The fights that best provide a semblance of insight and information on Quigg’s potential, alas, are his longer escapades: Arthur, Salinas and Otake; encounters largely responsible for the birth of Brand Quigg. The Bury maestro, it seems, only convinces the purists every fourth outing.

Reference is made to Quigg’s boxing hero, Wilfredo “Bazooka” Gomez in the Arthur scrap – the Puerto Rican turning 60 this very month. What a delight with his angles, brawn and unmitigated appetite Gomez was. In entering a ring with Arthur (18-5-0), Quigg got a taste of that – full-blooded confrontation. But then for Gomez, along came Salvador Sanchez – one of the finest talents the sport has ever seen (tragically and briefly).

Sanchez – killed in a car crash a year later – taught Gomez an important lesson in August 1981: You can’t out-tough all your opponents. If Quigg is to take this track – he possesses, after all, a quite dazzling level of stamina and indulges in plenty of behind-the-elbow tree cutting with his axe-like arms – then he needs to be aware of technically adept bruisers, “natural[s]” to re-quote his nemesis, Frampton.

Quigg gets up and ambles toward the ring. “I wanna do it properly,” he says regarding a fuller interview. “I have my trainin’ and my eatin’…I’ll phone you later.” Gallagher chips in: “He can talk a lot.”

Properly is his performance against Salinas (20-0-1) – a majority decision draw. Behind in that fight, Quigg managed to summon crucial reserves from the tank. Gallagher’s corner advice shifted from “You’re waitin’ and waitin’ but you’re not seein’ it comin’…you wanna just lay back – feint, little twitches of the head, alright. Just don’t let him turn, poke that jab. Alright. OK. Get your legs going, alright – your legs should be gassing. You’ve not got ‘em goin’ yet” (after Round One) to “You’re breathin’ smart…Stay disciplined…Chin down” (after Round Eight).

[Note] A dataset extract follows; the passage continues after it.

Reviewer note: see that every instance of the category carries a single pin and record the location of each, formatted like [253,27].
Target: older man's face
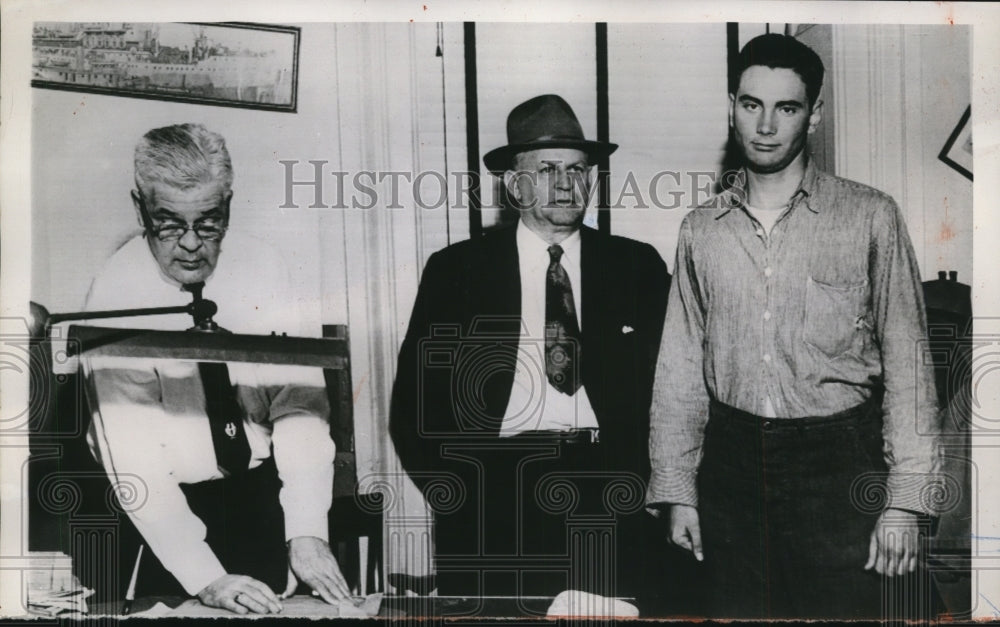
[185,228]
[551,187]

You learn a lot from Gallagher’s tone, his sense of urgency. When the words are more spaced out, then he’s generally happy with his fighter. Quigg’s volume punching, self-belief and initiative saved this and his comparable lack of an amateur pedigree was pushed aside.

Otake (22-1-3) posed a different challenge: always down on points, but a great example of an Asian fighter being able to handle the body shots; Quigg’s finest weapon, like a patter of chopsticks to the ribs. “…the old story of levels,” the commentary ran a little unfairly, dismissing the Japanese fighter’s chances, but Otake – cut above the right eye at the end of the 9th – showed himself to be a gladiator.

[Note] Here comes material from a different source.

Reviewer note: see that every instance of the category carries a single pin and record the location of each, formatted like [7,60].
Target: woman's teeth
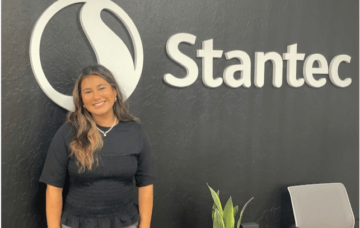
[99,104]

Three times the doctors check him out. And three times he is sent back into the war zone. Quigg, you can tell, is in absolute admiration. Such respect reinforces the peddled sentiment that emanates from his camp. “This isn’t hardship…Inside the ring is my home…There’s nothing more enjoyable than having my hand raised at the end of a fight.”

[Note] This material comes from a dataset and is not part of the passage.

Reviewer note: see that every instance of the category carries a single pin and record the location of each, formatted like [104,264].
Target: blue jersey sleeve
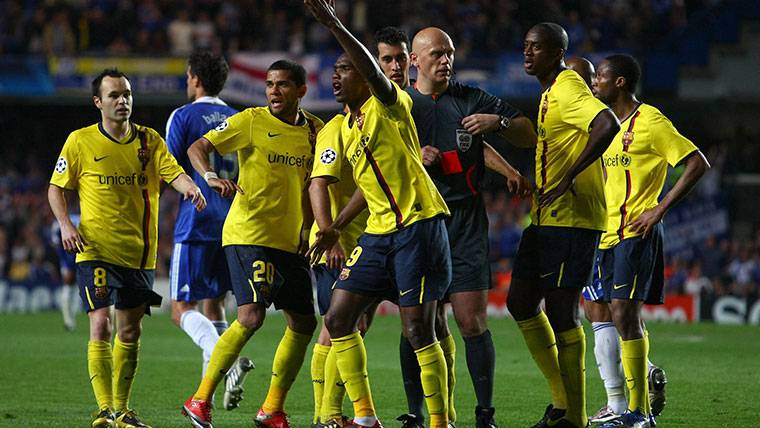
[176,134]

One worries about his expected step-up, his joining the nine-stoners. It’ll be like fleeing a gang only to find himself in a tougher neighborhood. (Nothing like Tony Bellew moving from light-heavyweight to the comfort of cruiserweight.) Gary Russell Jr., Lee Selby and Leo Santa Cruz – not to mention that Irish chap – are hardly generous opponents, but then neither is Guillermo Rigondeaux, the man Quigg has sparred and messed about with at Freddie Roach’s Wild Card gym.

If Quigg can stop the unnecessary scouting missions (a-la-Frampton) and find some new tricks then anything is possible. He knows that boxing can be a “dirty, horrible business” yet it gives him a thrill, provides him with a place in the world.

There’s some old footage of Wilfredo Gomez stood against a wall having a soft ball repeatedly thrown at his head; a chance to perfect his bob and weave; a chance to augment the defenses. Quigg needs some of this old school chicanery and hardness if he is to thrive. He also needs refining – absolving of boxing impurities and stiffness.

“He hasn’t had his BoxRec t-shirt yet,” Gallagher announces, referring to the gift in relation to Quigg’s ranking. Little things. It’s the little things with Gallagher, the serial talker.

“Four world champions out of two gyms literally a mile-and-a-half apart – that is some going. There must be something in the water in Bolton,” he said back in March.

The Aldi Shepley Spring water, lined up in the Gloves’ fridge and sourced from next door, would beg to differ.